The WARC library provides Perl support for accessing Web ARChive files.
The WARC format is, as of this writing, the generally accepted standard for
archiving documents obtained by crawling the World Wide Web.

This distribution focuses on the basic, low-level interfaces for reading
records from WARC files and building WARC files.

This distribution contains:

    - WARC
	The convenience loader, Single Point Of Truth for $VERSION, and
	overview POD for the WARC reader support.

    - WARC::Builder
	The basic interface for writing WARC files.

    - other modules mentioned in those POD pages

Rationale for Placing WARC at Top-level
---------------------------------------

I had initially planned to put this library in the Archive::WARC::
namespace, but eventually decided to move it to top-level because it did
not seem to fit in the Archive:: namespace.

Other packages in Archive:: generally map string-like file names to archive
members, with varying levels of functionality associated with those archive
members.  This model does not fit WARC beyond only the smallest uses, but
Archive::WARC:: could be a useful future interface for some of these cases.

While Archive::Web:: could be reasonable, considering that the WARC format
is literally named "Web Archive", people will most likely be searching for
the keyword "WARC", so the name needs to include it.  I considered
Archive::Web::WARC:: and Archive::WWW::WARC:: but those violate what I call
the "namespace branching rule": each label in a hierarchical namespace
should plausibly have multiple immediate children and the "Web" or "WWW"
labels are unlikely to have other children than "WARC" and eliminating them
lands us right back at Archive::WARC::.  The WARC::Alike::* namespace
envisioned in this package is specifically intended to support other
similar formats as nearly transparently as possible.

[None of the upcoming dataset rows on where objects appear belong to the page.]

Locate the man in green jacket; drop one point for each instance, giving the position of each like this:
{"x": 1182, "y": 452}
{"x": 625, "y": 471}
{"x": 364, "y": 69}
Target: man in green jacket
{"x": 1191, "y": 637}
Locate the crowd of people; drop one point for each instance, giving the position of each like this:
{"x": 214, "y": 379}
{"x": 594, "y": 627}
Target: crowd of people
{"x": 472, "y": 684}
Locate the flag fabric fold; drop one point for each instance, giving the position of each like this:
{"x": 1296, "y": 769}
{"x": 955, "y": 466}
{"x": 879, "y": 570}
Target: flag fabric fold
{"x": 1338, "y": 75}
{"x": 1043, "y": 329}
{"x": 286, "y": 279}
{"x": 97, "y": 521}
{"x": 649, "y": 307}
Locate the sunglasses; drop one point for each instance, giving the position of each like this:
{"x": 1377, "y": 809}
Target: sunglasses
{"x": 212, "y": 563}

Following the examples of HTTP::* and LWP::*, which are also top-level, I
have decided to go through with placing WARC::* at top-level.  I hope that
this library will live up to the promise of broad usefulness that this
placement implies.

Limitations in this release
---------------------------

This is an "open beta" release and some features are still incomplete.

Most notably:

    - writing WARC volumes is not yet implemented but some supporting APIs
      are available and subject to change as needed or convenient

    - HTTP transfer and content decoding is not yet implemented

    - the lack of HTTP transfer decoding means that WARC-Payload-Digests
      can only be accurately calculated in some cases at this time

      - the WARC::Record::Sponge API will change to accommodate future HTTP
        decoding support

    - support for SDBM indexes is planned but not yet implemented

The support for reading WARC volumes is mostly complete aside from the
aforementioned lack of payload decoding.

INSTALLATION
------------

Even non-wizards should find the following incantation useful:

   perl Makefile.PL
   make
   make test
   make install

DEPENDENCIES
------------

The WARC library requires:

    - At least version 5.8.1 of perl, due to bugs in tied file handle
      support in 5.8.0 that affect IO::Uncompress::Gunzip.  5.8.1 is
      ancient as of this writing, so no problems are expected from this.

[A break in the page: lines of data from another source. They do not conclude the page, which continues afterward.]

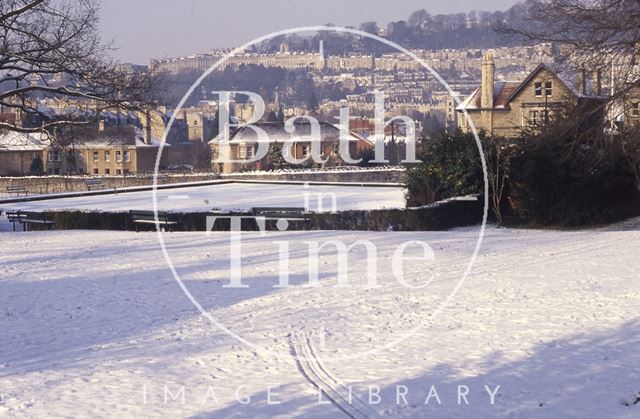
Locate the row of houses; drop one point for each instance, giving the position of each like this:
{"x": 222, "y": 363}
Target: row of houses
{"x": 501, "y": 108}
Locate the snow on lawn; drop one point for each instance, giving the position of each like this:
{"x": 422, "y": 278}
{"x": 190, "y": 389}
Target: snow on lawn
{"x": 94, "y": 325}
{"x": 228, "y": 197}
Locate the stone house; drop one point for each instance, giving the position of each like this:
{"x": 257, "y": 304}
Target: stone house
{"x": 110, "y": 151}
{"x": 243, "y": 145}
{"x": 505, "y": 108}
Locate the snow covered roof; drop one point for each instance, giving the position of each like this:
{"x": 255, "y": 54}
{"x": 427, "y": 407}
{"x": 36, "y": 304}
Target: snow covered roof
{"x": 505, "y": 91}
{"x": 18, "y": 141}
{"x": 277, "y": 133}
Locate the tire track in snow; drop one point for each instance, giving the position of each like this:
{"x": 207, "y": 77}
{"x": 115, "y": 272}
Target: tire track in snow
{"x": 315, "y": 373}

    - Support for "version" objects, either built-in or using the "version"
      pragmatic module available from CPAN.

    - IO::Uncompress::Gunzip, since most WARC files are written as .warc.gz.

    - IO::Compress::Gzip, for writing WARC files as .warc.gz.  Version
      2.024 or later is required to ensure that we can record the zlib
      version in the "warcinfo" record.

    - LWP, for the base classes for the HTTP objects that can be replayed
      from request and response records.

    - MIME::Base32, for base-32 encodings of WARC record digests.

    - Scalar::Util, specifically the XS version, for Scalar::Util::weaken,
      used to support caching anonymous tied aggregates for WARC::Fields.

    - Time::Local, for translating string form to epoch time in WARC::Date.

COPYRIGHT AND LICENCE
---------------------

Copyright (C) 2019, 2020 Jacob Bachmeyer

This library is free software; you can redistribute it and/or modify
it under the same terms as Perl itself.